We assume that these findings can also be extrapolated to DTI data derived from other brain regions and allow for the use of parametric tests and other statistics based on normal distribution when analyzing DTI measures.13 The knowledge of distribution characteristics is essential for statistical modeling and calculation of parametric test statistics and confidence intervals.14

Whereas product-moment and rank correlation coefficients are not sufficiently appropriate for reliability estimates based on repeated measurement23 ICCs should be preferably used as reliability coefficients among evaluations that are assumed to be in the same category or class. ICCs are ratios of the variance due to different assessments, observers, or methods to total variance.21 Nevertheless, SEM estimates based on the pooled standard deviation (SEM_ICC) and corrected for a lack of reliability (√[1 − ICC])25, 26 should be replaced by SEM estimates on the basis of the within-subject variance (SEM_WSV) whenever possible.16 Thus, we calculated ICC as indices of agreement, but preferred SEM_WSV to calculate confidence intervals in the present analysis.

This conservative approach showed satisfactory intra- and interobserver precision of FA and MD measures (CV < 5%) corroborating results from other studies with different designs and methodology (CV range 1%–10%).10, 12, 15, 24 Regarding both intra- and interobserver agreement a nearly twofold higher unreliability for FA values (CV 3%–4%) than MD (CV 1%–2%) with respective confidence intervals was revealed. Nonetheless, intra- and interobserver repeatability of hippocampal MD and FA measures were highly satisfactory: a 95% probability of repeated assessments to fall within a range of 4%–7% (MD) and 6%–12% (FA) of mean values, which demonstrates the practical reliability of the technique and can assist the interpretation of other quantitative hippocampal DTI studies. In line with previous studies, interobserver precision was approximately one third lower than the precision of repeated assessments derived from a single observer.12 The superior reliability and robustness of MD measures found in the present analysis is also consistent with earlier findings10 and may correspond to general properties of MD. MD values represent the average of the 3 eigenvalues of the diffusion tensor and show a uniform distribution in healthy brain tissues, whereas FA values are displayed by distinct distributions in gray and white matter.24 When different parameters are compared between groups in the same experiment, it is recommended to base power and sample size calculations on the least reliable parameter.27 According to the present data, a difference (Δ) between 10 patients and 10 controls of approximately ΔFA = 0.030 (estimated SD = 0.020) and ΔMD = 40 μm²/s (estimated SD = 0.030 μm²/s), respectively, is required for statistical significance (α = 0.05; 1 − β = 0.80).

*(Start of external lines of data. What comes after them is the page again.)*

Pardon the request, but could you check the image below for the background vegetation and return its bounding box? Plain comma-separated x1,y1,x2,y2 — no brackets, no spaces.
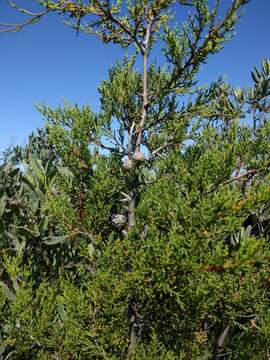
0,0,270,360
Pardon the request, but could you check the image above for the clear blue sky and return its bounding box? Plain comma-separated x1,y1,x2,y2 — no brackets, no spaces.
0,0,270,151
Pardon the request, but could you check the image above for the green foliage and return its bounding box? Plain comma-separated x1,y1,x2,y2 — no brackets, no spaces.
0,0,270,360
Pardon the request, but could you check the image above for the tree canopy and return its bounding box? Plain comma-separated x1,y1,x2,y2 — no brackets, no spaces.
0,0,270,360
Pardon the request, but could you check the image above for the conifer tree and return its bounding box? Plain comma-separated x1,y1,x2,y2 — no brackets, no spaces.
0,0,270,360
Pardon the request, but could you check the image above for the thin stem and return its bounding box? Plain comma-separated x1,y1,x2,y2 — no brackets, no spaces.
135,21,152,152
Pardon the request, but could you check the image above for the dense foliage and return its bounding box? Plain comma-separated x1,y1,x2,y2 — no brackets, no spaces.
0,0,270,360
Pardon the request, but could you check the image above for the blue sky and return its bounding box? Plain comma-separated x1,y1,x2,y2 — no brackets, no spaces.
0,0,270,151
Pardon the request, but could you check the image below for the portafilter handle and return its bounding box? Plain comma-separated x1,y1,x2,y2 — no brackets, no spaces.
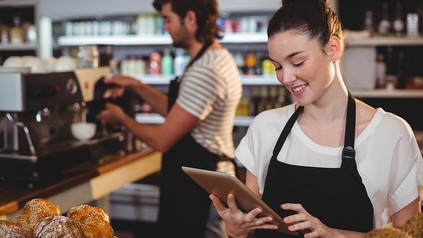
6,112,36,156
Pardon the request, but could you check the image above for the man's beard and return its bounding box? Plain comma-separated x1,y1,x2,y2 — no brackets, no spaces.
172,41,188,49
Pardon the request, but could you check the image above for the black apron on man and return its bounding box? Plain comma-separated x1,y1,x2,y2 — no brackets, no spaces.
157,44,220,238
256,94,373,238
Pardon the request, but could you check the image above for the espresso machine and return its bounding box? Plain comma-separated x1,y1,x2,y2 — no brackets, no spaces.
0,67,130,183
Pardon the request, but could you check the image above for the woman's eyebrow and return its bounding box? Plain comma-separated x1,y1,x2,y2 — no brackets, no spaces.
269,51,304,62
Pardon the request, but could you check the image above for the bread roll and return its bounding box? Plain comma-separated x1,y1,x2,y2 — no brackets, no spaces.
401,213,423,237
12,198,62,232
0,220,32,238
33,216,85,238
67,205,114,238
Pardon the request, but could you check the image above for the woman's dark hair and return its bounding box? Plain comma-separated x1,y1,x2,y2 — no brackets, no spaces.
153,0,222,42
267,0,343,47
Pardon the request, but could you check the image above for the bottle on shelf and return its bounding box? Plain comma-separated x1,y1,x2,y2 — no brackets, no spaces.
148,51,162,75
261,59,275,77
233,51,244,74
397,50,406,89
244,52,257,75
378,2,391,35
173,48,185,76
161,48,173,76
364,10,375,35
393,2,404,35
9,16,24,44
376,53,386,88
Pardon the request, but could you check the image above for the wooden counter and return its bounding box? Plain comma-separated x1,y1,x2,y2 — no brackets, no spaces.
0,148,161,219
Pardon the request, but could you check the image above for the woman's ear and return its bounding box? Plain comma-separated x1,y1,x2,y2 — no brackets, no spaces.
328,36,344,62
184,10,197,28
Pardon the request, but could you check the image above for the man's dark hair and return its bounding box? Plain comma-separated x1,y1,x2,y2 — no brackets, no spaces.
153,0,222,42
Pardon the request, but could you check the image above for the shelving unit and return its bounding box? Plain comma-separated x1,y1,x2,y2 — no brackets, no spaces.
57,33,267,46
0,42,37,51
57,33,423,47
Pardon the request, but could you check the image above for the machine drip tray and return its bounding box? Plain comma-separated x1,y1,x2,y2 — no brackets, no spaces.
0,132,126,181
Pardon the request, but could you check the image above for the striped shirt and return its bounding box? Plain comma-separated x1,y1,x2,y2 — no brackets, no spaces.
176,49,242,158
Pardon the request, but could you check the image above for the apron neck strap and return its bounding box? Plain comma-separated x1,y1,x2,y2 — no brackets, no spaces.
342,92,356,159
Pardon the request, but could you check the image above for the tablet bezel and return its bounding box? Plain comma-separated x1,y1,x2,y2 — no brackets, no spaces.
182,166,298,235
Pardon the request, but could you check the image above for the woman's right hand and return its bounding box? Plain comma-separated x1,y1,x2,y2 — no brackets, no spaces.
210,194,278,238
104,74,140,98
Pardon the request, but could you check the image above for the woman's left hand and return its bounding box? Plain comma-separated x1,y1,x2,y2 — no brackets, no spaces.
281,203,336,238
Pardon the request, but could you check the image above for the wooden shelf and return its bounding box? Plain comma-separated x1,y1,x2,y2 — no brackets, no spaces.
0,42,37,51
0,0,36,7
345,36,423,47
351,89,423,98
135,113,254,126
137,75,280,86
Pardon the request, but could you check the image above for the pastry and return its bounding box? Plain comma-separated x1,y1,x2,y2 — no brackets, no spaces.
401,213,423,237
12,198,62,231
67,205,114,238
33,216,85,238
0,220,32,238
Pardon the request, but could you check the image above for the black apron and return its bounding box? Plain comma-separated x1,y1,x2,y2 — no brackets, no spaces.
256,94,373,238
157,41,220,238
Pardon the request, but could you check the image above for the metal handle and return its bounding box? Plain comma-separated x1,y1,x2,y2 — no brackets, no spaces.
6,112,36,156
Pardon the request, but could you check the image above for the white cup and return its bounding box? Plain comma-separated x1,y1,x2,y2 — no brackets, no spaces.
71,122,96,141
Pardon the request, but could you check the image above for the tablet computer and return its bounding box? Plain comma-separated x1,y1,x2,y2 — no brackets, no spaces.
182,166,298,235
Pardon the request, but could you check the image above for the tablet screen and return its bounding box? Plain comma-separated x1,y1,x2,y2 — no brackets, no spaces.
182,166,298,235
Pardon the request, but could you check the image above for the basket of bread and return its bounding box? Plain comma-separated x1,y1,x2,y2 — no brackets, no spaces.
0,198,115,238
364,213,423,238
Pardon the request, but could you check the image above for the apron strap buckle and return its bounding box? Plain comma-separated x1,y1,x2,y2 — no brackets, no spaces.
342,146,355,159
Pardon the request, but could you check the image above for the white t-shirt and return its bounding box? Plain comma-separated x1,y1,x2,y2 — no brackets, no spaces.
235,104,422,228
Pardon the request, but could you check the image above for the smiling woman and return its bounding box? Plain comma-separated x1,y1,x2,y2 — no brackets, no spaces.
211,0,422,238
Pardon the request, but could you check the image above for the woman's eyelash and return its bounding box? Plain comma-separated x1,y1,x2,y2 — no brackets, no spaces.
294,61,304,67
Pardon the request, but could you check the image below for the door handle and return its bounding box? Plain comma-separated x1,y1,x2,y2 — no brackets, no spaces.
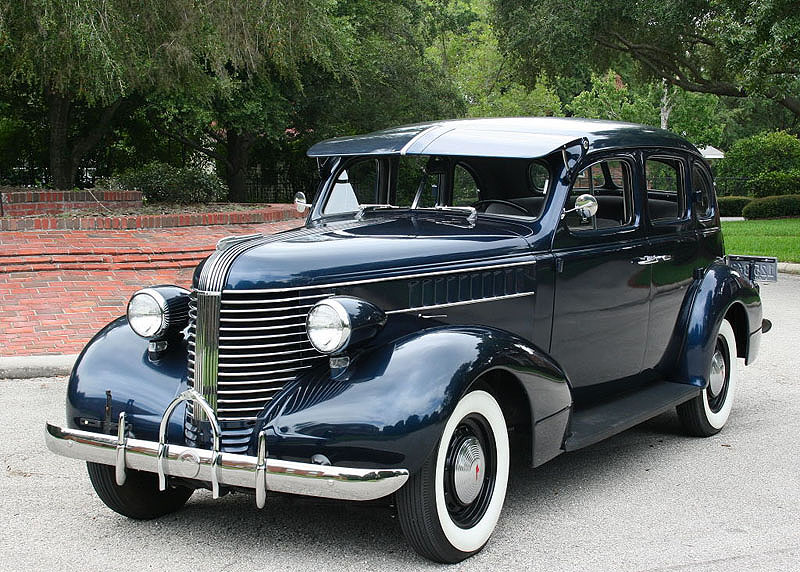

Differences of such magnitude Δ correspond to 10%–15% of the FA mean, but only 5% of the MD mean of control subjects, respectively.

When interpreting the results of the present study, however, one has to be aware that placement of hippocampal region of interest was the only operator-dependent step and was therefore susceptible to unreliable variation, particularly due to varying partial volume artifacts. All other computations were carried out fully automated. Nevertheless, we chose hippocampal regions for reliability analyses because this region seems to be one of the most difficile and at the same time most critical when studying white matter changes in clinical samples.4, 28–31 We assume that our findings are thus balanced estimates of precision and reliability.

Conclusions

In summary, the results of the present analyses show that empirically derived DTI measures (FA and MD) can be supposed to be normally distributed and that coefficients of intra- and interobserver variation (CV) for FA and MD values are in the range of 1%–3% and 3%–5%, respectively. According to our data, differences in MD of at least 40–50 μm²/s, and in FA of at least 0.020–0.030 should be expected if variations are claimed to be nonrandom. The results underline the importance of reliability assessments12 and the high precision of established DTI measures.